09/26/2025 | Press release | Archived content
By Ryan Boyle
Oil prices are notoriously difficult to forecast. Production can be volatile, and the global oil supply chain is complex. Unexpected price swings can cause pain to businesses and households; pledges from elected leaders to bring down prices often prove to be out of reach. But for the year ahead, a simple combination of falling demand and rising supply are poised to keep oil prices in check.
Everywhere we look, the supply of oil is on the rise. U.S. production rose gradually for years and is still holding near all-time highs. Shale producers have become more efficient, extracting as much crude as possible from existing wells. The nation has become nearly self-sufficient in its energy needs; from a trivial export volume ten years ago, the nation now exports about four million barrels per day (bpd).

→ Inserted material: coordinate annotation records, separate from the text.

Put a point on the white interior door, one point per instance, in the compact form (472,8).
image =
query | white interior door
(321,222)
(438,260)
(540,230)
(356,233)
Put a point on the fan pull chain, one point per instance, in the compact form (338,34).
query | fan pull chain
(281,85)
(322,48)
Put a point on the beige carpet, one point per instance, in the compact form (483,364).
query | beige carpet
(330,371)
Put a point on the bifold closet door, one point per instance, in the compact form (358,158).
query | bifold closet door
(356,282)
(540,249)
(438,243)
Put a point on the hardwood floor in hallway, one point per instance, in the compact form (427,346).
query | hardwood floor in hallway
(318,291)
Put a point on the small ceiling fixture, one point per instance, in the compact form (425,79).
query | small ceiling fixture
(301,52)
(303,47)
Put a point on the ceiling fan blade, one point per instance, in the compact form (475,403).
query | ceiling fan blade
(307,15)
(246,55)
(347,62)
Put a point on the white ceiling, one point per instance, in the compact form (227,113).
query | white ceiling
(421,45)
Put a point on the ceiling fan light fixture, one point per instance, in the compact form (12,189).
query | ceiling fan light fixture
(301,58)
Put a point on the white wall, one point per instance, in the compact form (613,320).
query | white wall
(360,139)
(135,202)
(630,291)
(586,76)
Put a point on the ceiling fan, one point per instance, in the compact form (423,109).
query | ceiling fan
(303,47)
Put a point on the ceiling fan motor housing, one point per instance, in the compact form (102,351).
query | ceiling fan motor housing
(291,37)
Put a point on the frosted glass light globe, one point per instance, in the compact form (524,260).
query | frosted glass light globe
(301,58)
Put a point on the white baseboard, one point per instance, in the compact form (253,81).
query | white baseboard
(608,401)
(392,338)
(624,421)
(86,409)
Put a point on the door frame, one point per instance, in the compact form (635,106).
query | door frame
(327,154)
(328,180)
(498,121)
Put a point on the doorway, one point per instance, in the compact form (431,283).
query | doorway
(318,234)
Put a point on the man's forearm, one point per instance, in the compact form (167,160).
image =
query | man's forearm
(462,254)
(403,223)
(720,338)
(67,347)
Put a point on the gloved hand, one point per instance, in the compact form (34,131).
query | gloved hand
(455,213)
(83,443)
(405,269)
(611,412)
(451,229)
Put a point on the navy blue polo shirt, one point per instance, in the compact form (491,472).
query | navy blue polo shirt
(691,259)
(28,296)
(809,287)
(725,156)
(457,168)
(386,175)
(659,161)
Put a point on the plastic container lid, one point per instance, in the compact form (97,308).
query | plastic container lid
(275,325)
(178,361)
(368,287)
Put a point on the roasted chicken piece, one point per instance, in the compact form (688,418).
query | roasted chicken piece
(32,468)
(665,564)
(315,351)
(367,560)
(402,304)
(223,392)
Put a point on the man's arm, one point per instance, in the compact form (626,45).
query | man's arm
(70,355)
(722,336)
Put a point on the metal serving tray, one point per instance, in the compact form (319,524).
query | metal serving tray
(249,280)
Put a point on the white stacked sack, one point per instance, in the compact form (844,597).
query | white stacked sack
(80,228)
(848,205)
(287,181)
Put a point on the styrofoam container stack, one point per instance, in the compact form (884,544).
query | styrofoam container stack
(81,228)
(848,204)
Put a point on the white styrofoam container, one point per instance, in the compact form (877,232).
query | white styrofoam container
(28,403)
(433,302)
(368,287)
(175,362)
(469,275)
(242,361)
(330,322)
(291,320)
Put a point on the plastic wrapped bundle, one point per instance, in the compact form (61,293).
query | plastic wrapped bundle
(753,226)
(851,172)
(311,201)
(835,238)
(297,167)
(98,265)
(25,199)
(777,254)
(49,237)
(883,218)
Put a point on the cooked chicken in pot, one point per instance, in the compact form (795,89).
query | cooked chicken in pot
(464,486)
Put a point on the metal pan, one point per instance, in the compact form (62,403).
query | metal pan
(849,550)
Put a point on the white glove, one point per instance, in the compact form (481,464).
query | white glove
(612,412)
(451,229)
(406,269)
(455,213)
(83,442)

Most members of the Organization of Petroleum Exporting Countries (OPEC) are also expanding their production. In recent years, OPEC nations had voluntarily reduced their output by 2.2 million bpd, hoping to preserve a more profitable price point. Those reductions are now being unwound, despite low prices; OPEC nations are seeking to recapture their market share. And conflict in the Middle East did not disrupt supply.
Oil from Russia has become a point of contention; many of the world's major buyers did not follow western sanctions. The U.S. raised tariff rates on India to discourage its purchases of Russian oil and has threatened the same for other nations. Though its export markets are under pressure, Russia is unlikely to halt, as crude oil represents over 20% of the country's exports.
Meanwhile, the global economy has stepped down. China is reckoning with overproduction in its manufacturing sector and sharply cooler demand from its largest trading partner, which slows their oil consumption. China has continued to purchase oil despite the slowdown, potentially restocking their reserves. No other nation stands ready to fill the gap created by China's lower demand.
Industry bodies are watching these shifting dynamics. The US Energy Information Administration (EIA) sees 2.3 million bpd in new global supply outpacing 900,000 bpd in demand growth for the remainder of the year. The International Energy Agency (IEA) forecasts an even larger increase of 2.7 million bpd in new supply, met with even less demand than the EIA predicts.